Con il secondo motivo, la ricorrente lamenta invece la violazione dell’art. 2932 c.c. in relazione all’art. 360 c.p.c., n. 3 perchè la Corte di Appello avrebbe erroneamente escluso la legittimazione della ricorrente all’esercizio dell’azione costitutiva.

Le due censure, che per la loro connessione possono essere esaminate congiuntamente, sono inammissibili.
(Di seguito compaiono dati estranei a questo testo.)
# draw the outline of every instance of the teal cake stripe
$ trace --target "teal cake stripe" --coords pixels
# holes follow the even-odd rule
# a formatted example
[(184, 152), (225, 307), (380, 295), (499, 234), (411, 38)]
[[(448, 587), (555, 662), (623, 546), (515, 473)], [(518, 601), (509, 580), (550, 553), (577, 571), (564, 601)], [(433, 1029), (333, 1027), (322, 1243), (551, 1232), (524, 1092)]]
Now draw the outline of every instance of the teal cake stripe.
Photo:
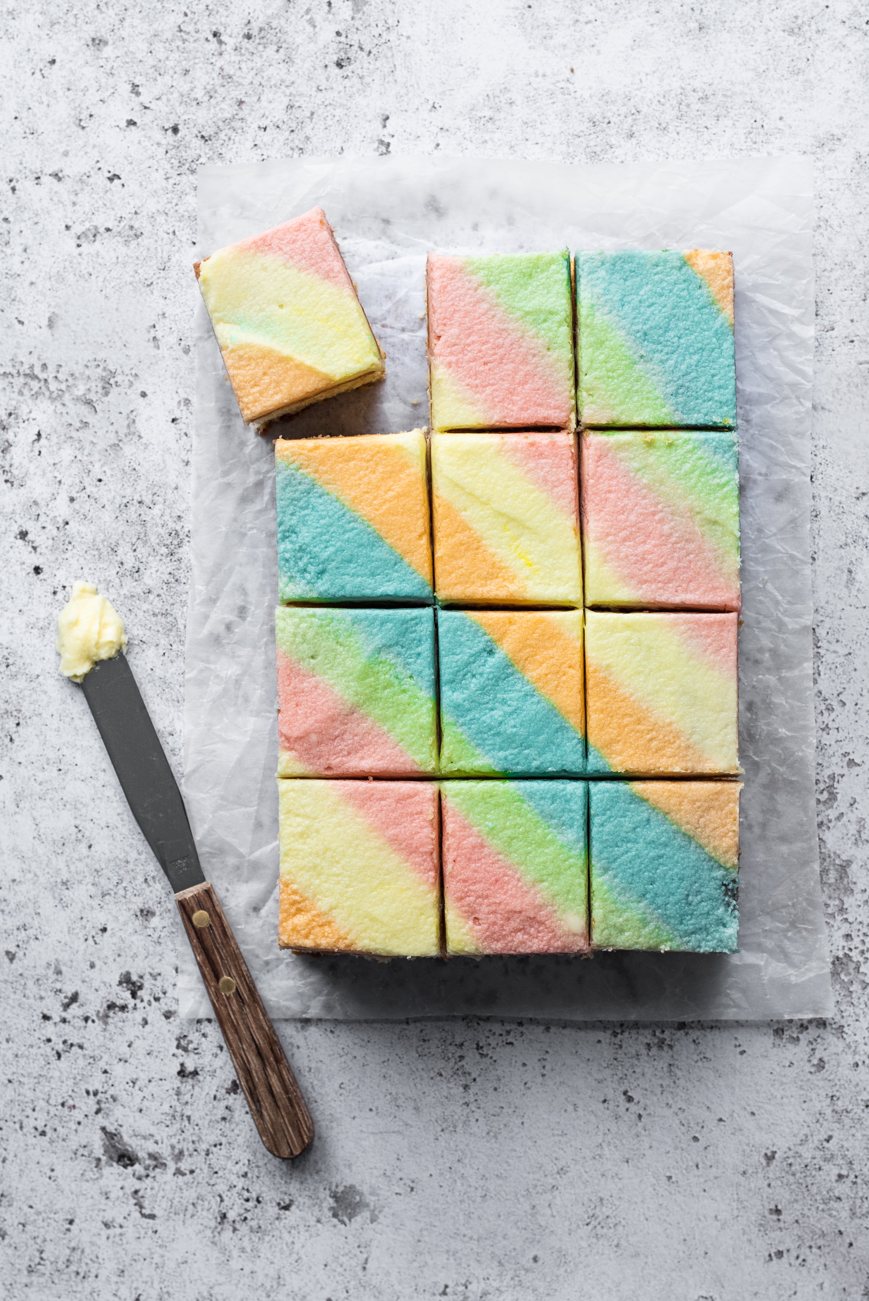
[(303, 471), (277, 463), (281, 601), (431, 601), (415, 569)]
[(579, 255), (578, 293), (627, 342), (679, 424), (735, 424), (734, 332), (680, 252)]
[[(459, 610), (437, 615), (441, 709), (488, 760), (480, 773), (585, 771), (585, 742), (524, 678), (479, 623)], [(445, 730), (441, 771), (468, 771)]]
[[(592, 891), (601, 876), (627, 911), (641, 905), (680, 948), (736, 950), (736, 873), (723, 868), (627, 782), (591, 783)], [(647, 912), (648, 909), (648, 912)]]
Esse, infatti, si risolvono in una richiesta di riesame del merito, preclusa in questa sede in quanto estranea all’oggetto del giudizio di Cassazione. Il motivo di ricorso, infatti, non può mai risolversi in un’inammissibile istanza di revisione delle valutazioni e del convincimento del giudice di merito tesa all’ottenimento di una nuova pronuncia sul fatto (cfr. Cass. Sez. U, Sentenza n. 24148 del 25/10/2013, Rv.627790).

La prima censura, inoltre, è anche carente della necessaria specificità, in quanto la ricorrente – nel lamentare l’omessa considerazione, da parte della Corte territoriale, della documentazione prodotta dalla L. – neppure indica quali sarebbero le circostanze, o gli specifici documenti, che il giudice di appello avrebbe tralasciato di considerare.

Inoltre, le doglianze sono ulteriormente inammissibili ai sensi dell’art. 360-bis c.p.c., n. 1 in quanto la Corte romana ha deciso in coerenza con il consolidato orientamento di questa Corte.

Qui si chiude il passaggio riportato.